The annual tax-free allowance is to be cut from £50,000 to £40,000 from 2014. The total pension allowance for an individual over their lifetime will fall from £1.5m to £1.25m. The basic state pension will rise by 2.5 per cent next year to £110.15 per week.
January's 3p-a-litre increase in fuel duty has been cancelled. The income tax threshold – the level at which you start paying tax – will be raised to £9,440, which is £235 more than previously announced.
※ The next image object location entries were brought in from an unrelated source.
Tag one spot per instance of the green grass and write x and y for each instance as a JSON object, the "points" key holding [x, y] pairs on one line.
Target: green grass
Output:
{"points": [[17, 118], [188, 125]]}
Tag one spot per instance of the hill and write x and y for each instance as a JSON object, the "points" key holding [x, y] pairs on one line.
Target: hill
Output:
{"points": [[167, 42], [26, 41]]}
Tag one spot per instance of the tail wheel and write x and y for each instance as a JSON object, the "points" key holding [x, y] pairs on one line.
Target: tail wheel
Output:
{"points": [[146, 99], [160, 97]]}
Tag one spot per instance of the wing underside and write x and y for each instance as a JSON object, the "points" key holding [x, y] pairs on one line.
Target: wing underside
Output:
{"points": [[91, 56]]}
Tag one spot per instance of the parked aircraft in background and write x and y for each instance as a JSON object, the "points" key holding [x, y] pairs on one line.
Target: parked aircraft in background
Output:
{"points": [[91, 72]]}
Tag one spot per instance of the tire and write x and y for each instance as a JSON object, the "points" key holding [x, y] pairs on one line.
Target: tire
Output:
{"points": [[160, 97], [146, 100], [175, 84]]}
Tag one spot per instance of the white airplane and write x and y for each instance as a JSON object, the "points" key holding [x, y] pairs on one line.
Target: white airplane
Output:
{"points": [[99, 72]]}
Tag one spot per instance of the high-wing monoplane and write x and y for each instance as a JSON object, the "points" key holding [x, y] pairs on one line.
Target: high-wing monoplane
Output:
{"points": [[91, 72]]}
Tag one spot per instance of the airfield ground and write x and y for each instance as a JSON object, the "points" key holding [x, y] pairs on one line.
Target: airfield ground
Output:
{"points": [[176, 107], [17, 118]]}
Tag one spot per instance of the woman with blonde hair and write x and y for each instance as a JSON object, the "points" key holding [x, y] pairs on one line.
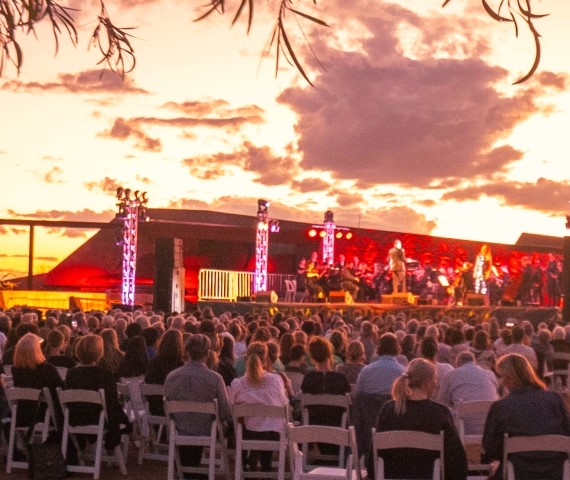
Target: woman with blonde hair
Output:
{"points": [[112, 354], [259, 386], [30, 370], [528, 409], [412, 409]]}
The 40 per cent income tax threshold will rise by one per cent – again, less than inflation - in 2014 and 2015.
The annual stocks and shares ISA limit will be raised by 2.1 per cent to £11,520. The cash ISA limit will rise to £5,760.
The main rate of corporation tax will be cut by an extra one per cent to 21 per cent from April 2014. The bank levy rate will be increased to 0.13 per cent next year. £1bn extra capital will be provided for the Business Bank.
Most Whitehall departments budgets will be cut by one per cent next year and two per cent in 2014, the money saved to be spent on £5bn worth of infrastructure projects to help promote growth. £1 billion will be spent on road-building, including an upgrade of the M25. A £1bn loan will be put up to extend London's Northern Line south to Battersea. A further £1bn will be spent on building new free schools and academies. Broadband will be upgraded in 12 cities.